What are the remaining candidate points for the minimum of $q(.)$ ? A concrete example is provided by the tangency of blue curve indexed by $1.2$ (the most elongated ellipse) and the red curve indexed by $5.1$ [just at the right of vertical line segment $AB$]. A detailed look show that all solution points $X$ are in this area and constitute a continuum of points ; a more detailed analysis is needed to prove that this "continuum" is the small circular arc $AB$ of the unit circle. I haven't done it.

Besides, and this is a second idea, one can have access to a numerical solution using gradient computations.

Let us first recall that the value of the gradient of distance function defined by $f(M)=AM$, where $A$ is any fixed point of the plane, is the unit norm vector defined in point $M$ as : $$\overrightarrow{grad}(f)(M)=\frac{\overrightarrow{AM}}{AM}.$$ See Gradient of distance vector length and Appendix 2.

Thus the gradients in $X$ of functions $n$ and $d$ are resp.

$$\overrightarrow{grad}(n)(X)=\frac{\overrightarrow{AX}}{AX}+\frac{\overrightarrow{BX}}{BX},$$

$$\text{and} \ \ \overrightarrow{grad}(d)(X)=\frac{\overrightarrow{CX}}{CX}+\frac{\overrightarrow{DX}}{DX}+\frac{\overrightarrow{EX}}{EX} \tag{1}$$

The tangency condition will then be transferred as a gradients' proportionality. Moreover, we will switch to a complex function treatment that will give a more compact formulation :

$$arg(r(z-a)+r(z-b))=arg(r(z-c)+r(z-d)+r(z-e))+k \pi\tag{2}$$

where

$$r(z):=\frac{z}{|z|}$$

where $a,b,c,d,e$ stand for the complex numbers associated with $A,B,C,D,E$ resp. Indeed, having the same angle with $k$ even or opposite angles with $k$ odd means proportionality ; a further step is to replace (2) by a criterium on the imaginary part of the complex logarithm function (see line 8 in program below) :

$$\operatorname{Im}(\log(f(z))) \ \text{with}$$ $$f(z):=\frac{r(z-a)+r(z-b)}{r(z-c)+r(z-d)+r(z-e)} \tag{3}$$

(recall : $log(re^{i \theta})=log(r)+i \theta$ for the principal branch of complex logarithm function). Why is this formulation interesting ? Because we have converted the search of minima into the search of zeroes of a certain function (more exactly, the minima constitute a subset of this set of zeroes : see explanation upwards about necessary and sufficient condition).

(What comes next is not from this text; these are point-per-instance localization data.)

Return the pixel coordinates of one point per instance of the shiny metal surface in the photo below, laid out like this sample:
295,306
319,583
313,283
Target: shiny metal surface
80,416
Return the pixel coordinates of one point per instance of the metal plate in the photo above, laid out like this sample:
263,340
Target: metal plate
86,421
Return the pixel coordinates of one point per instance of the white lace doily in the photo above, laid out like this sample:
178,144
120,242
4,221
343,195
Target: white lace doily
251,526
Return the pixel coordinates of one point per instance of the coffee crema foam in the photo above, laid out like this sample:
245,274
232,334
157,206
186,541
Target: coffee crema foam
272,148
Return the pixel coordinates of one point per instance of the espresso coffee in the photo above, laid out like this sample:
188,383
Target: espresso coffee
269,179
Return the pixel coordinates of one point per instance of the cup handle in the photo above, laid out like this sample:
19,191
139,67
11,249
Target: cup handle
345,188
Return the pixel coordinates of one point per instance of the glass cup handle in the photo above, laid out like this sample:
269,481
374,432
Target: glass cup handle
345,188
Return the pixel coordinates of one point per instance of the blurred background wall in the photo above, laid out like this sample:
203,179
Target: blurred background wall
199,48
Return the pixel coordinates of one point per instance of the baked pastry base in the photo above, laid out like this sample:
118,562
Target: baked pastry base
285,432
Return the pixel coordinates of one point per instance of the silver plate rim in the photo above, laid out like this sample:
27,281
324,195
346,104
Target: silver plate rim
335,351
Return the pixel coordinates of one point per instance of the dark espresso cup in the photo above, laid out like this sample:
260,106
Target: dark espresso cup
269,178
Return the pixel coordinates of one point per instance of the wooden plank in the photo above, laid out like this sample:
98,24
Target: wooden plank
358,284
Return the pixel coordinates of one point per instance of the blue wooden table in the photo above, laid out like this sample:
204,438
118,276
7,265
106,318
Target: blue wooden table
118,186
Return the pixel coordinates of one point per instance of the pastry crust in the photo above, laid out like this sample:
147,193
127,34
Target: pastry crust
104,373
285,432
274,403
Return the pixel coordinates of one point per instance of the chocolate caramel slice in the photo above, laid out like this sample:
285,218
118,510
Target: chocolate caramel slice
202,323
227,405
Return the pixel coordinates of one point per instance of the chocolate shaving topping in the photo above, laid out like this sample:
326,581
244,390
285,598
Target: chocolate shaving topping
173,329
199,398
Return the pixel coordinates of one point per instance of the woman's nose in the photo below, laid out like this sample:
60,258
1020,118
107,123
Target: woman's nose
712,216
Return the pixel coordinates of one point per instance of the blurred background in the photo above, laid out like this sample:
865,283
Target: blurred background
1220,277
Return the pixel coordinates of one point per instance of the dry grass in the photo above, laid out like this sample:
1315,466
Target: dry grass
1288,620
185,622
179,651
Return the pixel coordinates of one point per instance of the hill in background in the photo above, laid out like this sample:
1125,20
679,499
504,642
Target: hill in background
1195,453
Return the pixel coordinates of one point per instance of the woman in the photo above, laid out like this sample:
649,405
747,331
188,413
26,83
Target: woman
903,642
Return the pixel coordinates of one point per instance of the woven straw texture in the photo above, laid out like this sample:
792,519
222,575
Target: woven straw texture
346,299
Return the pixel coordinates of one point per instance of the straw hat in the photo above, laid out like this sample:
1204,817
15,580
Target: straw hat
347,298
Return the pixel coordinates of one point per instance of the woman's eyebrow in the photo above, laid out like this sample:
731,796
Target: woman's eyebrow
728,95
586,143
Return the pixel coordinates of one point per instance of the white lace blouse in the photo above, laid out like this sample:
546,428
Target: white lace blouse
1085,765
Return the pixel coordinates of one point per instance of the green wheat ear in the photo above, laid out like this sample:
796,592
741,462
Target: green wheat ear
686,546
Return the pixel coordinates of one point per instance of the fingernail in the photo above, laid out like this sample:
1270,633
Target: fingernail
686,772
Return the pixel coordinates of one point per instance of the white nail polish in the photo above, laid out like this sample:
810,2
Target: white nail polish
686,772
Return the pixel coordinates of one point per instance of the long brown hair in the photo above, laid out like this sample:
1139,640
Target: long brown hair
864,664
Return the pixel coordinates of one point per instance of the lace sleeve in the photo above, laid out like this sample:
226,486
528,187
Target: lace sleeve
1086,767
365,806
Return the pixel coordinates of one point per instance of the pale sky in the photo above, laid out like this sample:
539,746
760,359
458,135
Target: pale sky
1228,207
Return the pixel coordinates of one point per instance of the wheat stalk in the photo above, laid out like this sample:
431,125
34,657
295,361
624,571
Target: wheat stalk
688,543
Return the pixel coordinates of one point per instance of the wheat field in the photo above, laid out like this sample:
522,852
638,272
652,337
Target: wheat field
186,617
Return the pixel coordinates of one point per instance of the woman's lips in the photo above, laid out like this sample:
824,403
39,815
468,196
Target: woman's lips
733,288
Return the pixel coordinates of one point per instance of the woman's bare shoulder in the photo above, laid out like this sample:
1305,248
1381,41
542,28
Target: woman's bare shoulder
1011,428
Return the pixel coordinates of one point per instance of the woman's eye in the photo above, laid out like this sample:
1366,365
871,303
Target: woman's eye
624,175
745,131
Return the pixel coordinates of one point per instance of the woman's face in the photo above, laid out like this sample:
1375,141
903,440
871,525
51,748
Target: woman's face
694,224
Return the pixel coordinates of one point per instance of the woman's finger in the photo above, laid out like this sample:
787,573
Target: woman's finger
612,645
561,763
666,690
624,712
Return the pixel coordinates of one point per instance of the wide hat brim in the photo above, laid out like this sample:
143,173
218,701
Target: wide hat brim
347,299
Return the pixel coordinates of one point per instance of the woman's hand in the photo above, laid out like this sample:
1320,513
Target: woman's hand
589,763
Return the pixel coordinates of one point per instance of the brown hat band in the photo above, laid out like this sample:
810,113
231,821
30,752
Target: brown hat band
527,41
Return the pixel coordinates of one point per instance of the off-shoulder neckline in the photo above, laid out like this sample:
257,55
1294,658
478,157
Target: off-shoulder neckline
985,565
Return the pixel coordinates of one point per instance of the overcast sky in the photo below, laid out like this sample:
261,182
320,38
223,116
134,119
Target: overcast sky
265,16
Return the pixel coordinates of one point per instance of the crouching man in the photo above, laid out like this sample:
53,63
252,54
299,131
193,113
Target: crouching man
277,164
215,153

Let us use formulation (3) to obtain a graphical representation of the points under consideration : see figure $3$ below (which does not constitute - of course - a mathematical proof) where the circular arc AB appears as the solution.

Fig. 3. In black, all points $X$ having almost proportional gradients. See Appendix 1.

Appendix 1 : The Matlab program that has generated Fig. 3. reminder : this program generates all points for which this expression is close to $0$.

i=complex(0,1);
b=exp(i*pi/5);a=b^9;c=b^3;d=-1;e=b^7;% pentagon vertices
r=@(z)(z./abs(z));
dg=@(z)(r(z-c)+r(z-d)+r(z-e));
ng=@(z)(r(z-a)+r(z-b));
f=@(z)(ng(z)./dg(z));
[X,Y]=meshgrid(-2:0.005:2);
I=imag(log(f(X+i*Y)));% = imag(log(ng(X+i*Y))-log(dg(X+i*Y)));% if zero : gradients' proportionality
J=abs(I)>0.01;
imshow(J);

Appendix 2 : the gradient at point $X$ of function $n(.)$ for example is the inward or outward normal to the blue curve passing through $X$ (think to the blue curves as isobaric curves and to the gradient as depicting the wind's direction).